An RTD is a sensor that changes its resistance when the temperature changes. The resistance increases as the temperature increases in the sensor. Its resistance vs. temperature relationship is well known and it is repetitive over time. An RTD is a passive device. It does not produce an outlet in itself. External electronic devices are used to measure the resistance of the sensor where they generate a small electrical current that passes through the sensor generates a voltage which is proportional to the resistance.
RTDs are built for various standardized curves and tolerances. The most common standard curve is the ‘DIN’ curve. The curve describes the resistance versus temperature characteristics of a platinum sensor, 100 ohms, its tolerances and the measurable temperature range. The DIN standard specifies a base resistance of 100 ohms at 0 º C, and a temperature coefficient of .0038500 ohms / ohms / º C. The nominal values of an RTD DIN sensor are shown below:
There are three standard tolerance classes for DIN RTDs. These tolerances are defined as follows:
DIN Class A Temperature tolerances: ± (0.15 + 0.002 x | T | ° C)

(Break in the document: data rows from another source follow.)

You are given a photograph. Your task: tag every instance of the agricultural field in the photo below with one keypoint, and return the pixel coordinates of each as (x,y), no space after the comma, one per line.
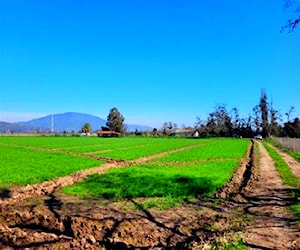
(76,192)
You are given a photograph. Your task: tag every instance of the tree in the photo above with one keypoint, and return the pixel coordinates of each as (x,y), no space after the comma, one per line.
(256,119)
(292,23)
(263,104)
(274,127)
(86,128)
(115,121)
(288,114)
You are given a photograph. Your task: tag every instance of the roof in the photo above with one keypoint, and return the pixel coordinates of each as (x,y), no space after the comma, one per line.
(109,132)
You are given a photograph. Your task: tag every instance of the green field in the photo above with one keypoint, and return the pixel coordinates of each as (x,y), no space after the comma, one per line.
(198,169)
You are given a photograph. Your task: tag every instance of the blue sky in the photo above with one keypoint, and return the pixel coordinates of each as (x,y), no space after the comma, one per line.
(155,60)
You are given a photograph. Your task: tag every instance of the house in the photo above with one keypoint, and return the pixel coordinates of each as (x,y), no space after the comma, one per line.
(108,133)
(186,132)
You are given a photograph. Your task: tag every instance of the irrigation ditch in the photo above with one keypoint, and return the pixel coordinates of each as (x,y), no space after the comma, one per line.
(39,216)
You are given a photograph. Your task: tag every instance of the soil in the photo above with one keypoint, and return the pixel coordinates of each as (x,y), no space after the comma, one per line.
(253,206)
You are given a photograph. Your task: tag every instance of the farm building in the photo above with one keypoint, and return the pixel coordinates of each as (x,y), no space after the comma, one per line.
(108,133)
(186,132)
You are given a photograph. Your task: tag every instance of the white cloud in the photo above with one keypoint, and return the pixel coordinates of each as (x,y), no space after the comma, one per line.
(8,116)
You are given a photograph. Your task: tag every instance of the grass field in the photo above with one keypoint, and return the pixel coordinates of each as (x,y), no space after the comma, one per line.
(198,170)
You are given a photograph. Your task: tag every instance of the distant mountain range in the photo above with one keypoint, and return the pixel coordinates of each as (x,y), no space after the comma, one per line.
(69,122)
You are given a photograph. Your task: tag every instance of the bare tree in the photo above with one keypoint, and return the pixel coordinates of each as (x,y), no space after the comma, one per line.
(294,21)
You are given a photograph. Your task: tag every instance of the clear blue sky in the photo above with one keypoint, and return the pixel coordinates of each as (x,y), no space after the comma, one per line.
(155,60)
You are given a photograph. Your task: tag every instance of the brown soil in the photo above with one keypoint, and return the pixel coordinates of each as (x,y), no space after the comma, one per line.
(268,200)
(40,217)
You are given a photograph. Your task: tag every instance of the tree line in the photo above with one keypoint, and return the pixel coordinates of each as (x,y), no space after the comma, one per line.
(264,120)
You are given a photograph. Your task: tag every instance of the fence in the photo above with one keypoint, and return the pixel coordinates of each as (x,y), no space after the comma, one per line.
(291,143)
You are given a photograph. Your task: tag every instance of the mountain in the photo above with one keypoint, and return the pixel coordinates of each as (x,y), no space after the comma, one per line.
(69,122)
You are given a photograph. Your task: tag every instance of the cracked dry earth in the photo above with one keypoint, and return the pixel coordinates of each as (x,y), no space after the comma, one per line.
(40,217)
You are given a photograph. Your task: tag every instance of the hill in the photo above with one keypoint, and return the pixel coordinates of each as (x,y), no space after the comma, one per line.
(69,122)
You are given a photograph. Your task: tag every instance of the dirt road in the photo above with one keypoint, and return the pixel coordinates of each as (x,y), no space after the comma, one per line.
(255,208)
(272,225)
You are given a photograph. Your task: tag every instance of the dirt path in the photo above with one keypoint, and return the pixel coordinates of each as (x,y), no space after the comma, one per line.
(268,200)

DIN Class B Temperature tolerances: ± (0.3 + 0.005 x | T | ° C)
DIN Class C Temperature tolerances: ± (1.2 + 0.005 x | T | ° C)
The connections for RTD sensors are available in a number of different configurations. The most common configuration is the single element, connection to three wires. Schemes of the wire connection configurations are shown below:
Two wire connection is normally used in applications where accuracy is not critical. The two-wire configuration allows for a simpler measurement technique, but suffers from inherent inaccuracy due to the resistance of the sensor conductors. In the two-wire configuration, there is no way to compensate for cable resistance which will cause a wrong increase in resistance measurement.
Connection to three wires is made with a compensation circuit to allow measurement and compensate the resistance of the conductors. With this configuration, the controller / meter device makes two measurements. The first measurement measures the total resistance, the resistance of the sensor together with the connecting cables. The second measurement measures the resistance of the compensation circuit. Subtracting the resistance of the compensation circuit from the total resistance, the final resistance is that of the sensor. Three wire connection is the most common and is a good combination of precision and convenience.
The four-wire sensor configuration is a measurement technique that allows the measurement of the sensor resistance without the influence of the connecting cables. Although this technique is of the best precision, many industrial controllers and measuring devices do not measure four wires.
The transition between the sensor connection cables to the field wiring is typically done through a connection head connected to the sensor. Terminal blocks are used to facilitate connection. A typical terminal block / sensor connection is shown in the following figure.
Ensure accurate performance
To guarantee a good performance of the sensor, the sensor must have a good thermal contact with the process. When using a sensor in conjunction with a sheath, use an appropriate heat transfer compound to fill the air gap between the sensor and the well bore. This will improve the heat transfer between the process and the sensor, reducing the heat conduction error and improving the response time of the sensor. For moderate temperature applications (below 250 º C) a heat transfer silicone compound is the most used. Higher temperature applications will require a graphite-based material. An easy way to apply the heat transfer compound is to apply a generous amount to the tip of the sheath and insert the sensor into the sheath, pressing the sensor firmly into the sheath until the tip reaches the bottom of the sheath hole. The RTD sensor must be isolated from the sheath and other metallic components. Checking the insulation resistance of the sensor is a simple test that ensures the integrity of the sensor. Resistance measurement is made between the connection cables of the sensors and the metal sheath of the sensor. The resistance must be at least 100 megohms. Lower values of insulation resistance may be an indication that the sensor has been damaged.